Because of the striking risk of ASCVD, early interventions must be taken through risk assessment tools. The MASALA study concluded that 9.7% of participants reported gestational diabetes mellitus (GDM), which is defined as glucose intolerance with onset or first recognition during pregnancy, and that women with GDM are 3.2 times more likely to develop Type 2 diabetes than those without GDM, showing that, regardless of age, many are at risk for ASCVD. To collate the accurate statistics, the medical field should employ increased use of computed tomography angiography (CTA) and carotid intimal-medial thickness (CIMT) estimation to predict cardiovascular events. CTA, which uses a special dye injection to diagnose aneurysms and blockages, has been able to “demonstrate variable ASCVD distribution patterns, higher amounts of stenosis, and smaller luminal diameters in South Asians,” according to the American Heart Association. Additionally, the United Kingdom has been using QRISK2 and ETHRISK, which are two risk assessment tools. These calculators take into account determinants like smoking, body mass index (BMI), cholesterol/HDL ratio, systolic blood pressure, and ethnic background to estimate ASCVD risk. While QRISK2 and ETHRISK are being universally used, the United States should not only adopt their usage but also develop and validate them to ensure a safer, individualized path to heart health.

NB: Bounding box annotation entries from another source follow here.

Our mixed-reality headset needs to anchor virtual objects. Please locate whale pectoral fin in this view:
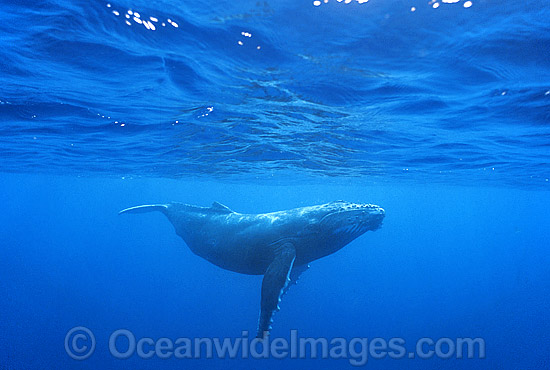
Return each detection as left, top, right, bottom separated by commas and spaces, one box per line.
256, 243, 296, 338
283, 264, 309, 296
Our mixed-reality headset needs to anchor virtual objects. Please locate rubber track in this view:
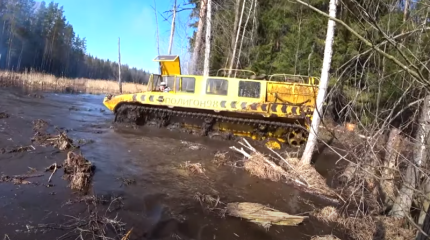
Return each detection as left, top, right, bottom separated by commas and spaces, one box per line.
118, 104, 309, 132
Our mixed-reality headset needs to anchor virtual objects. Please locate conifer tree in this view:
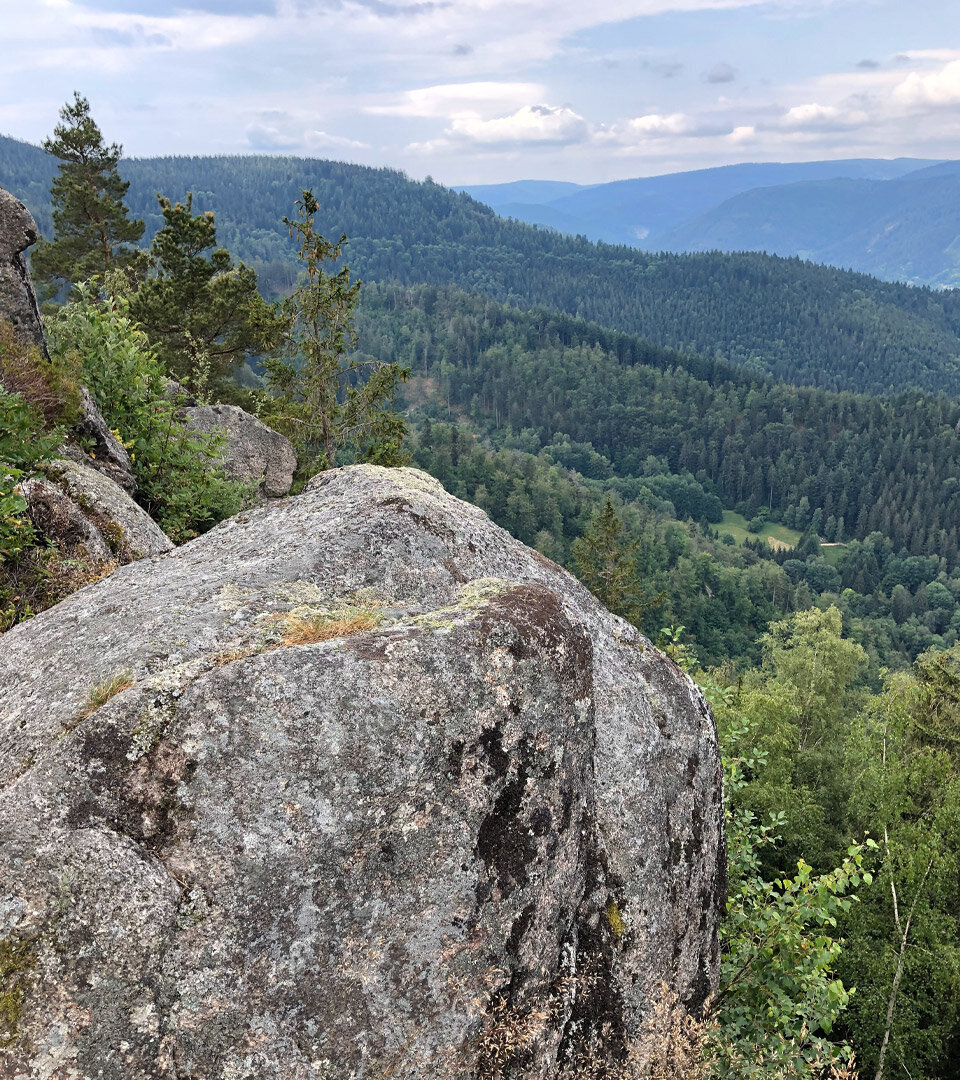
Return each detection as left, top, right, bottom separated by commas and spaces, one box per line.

Ultimately, it is common knowledge that South Asians are known for their cornucopia of indulgent foods: amosa, jalebi, and biryani. As a member of this community, I’m not asking for us to give up family favorites like potato-filled parathas and creamy curries. I am imploring for us to reflect on our dietary and exercising habits to give us a better chance at heart health and to establish our global legacy through our rich histories and cultures — not through ASCVD.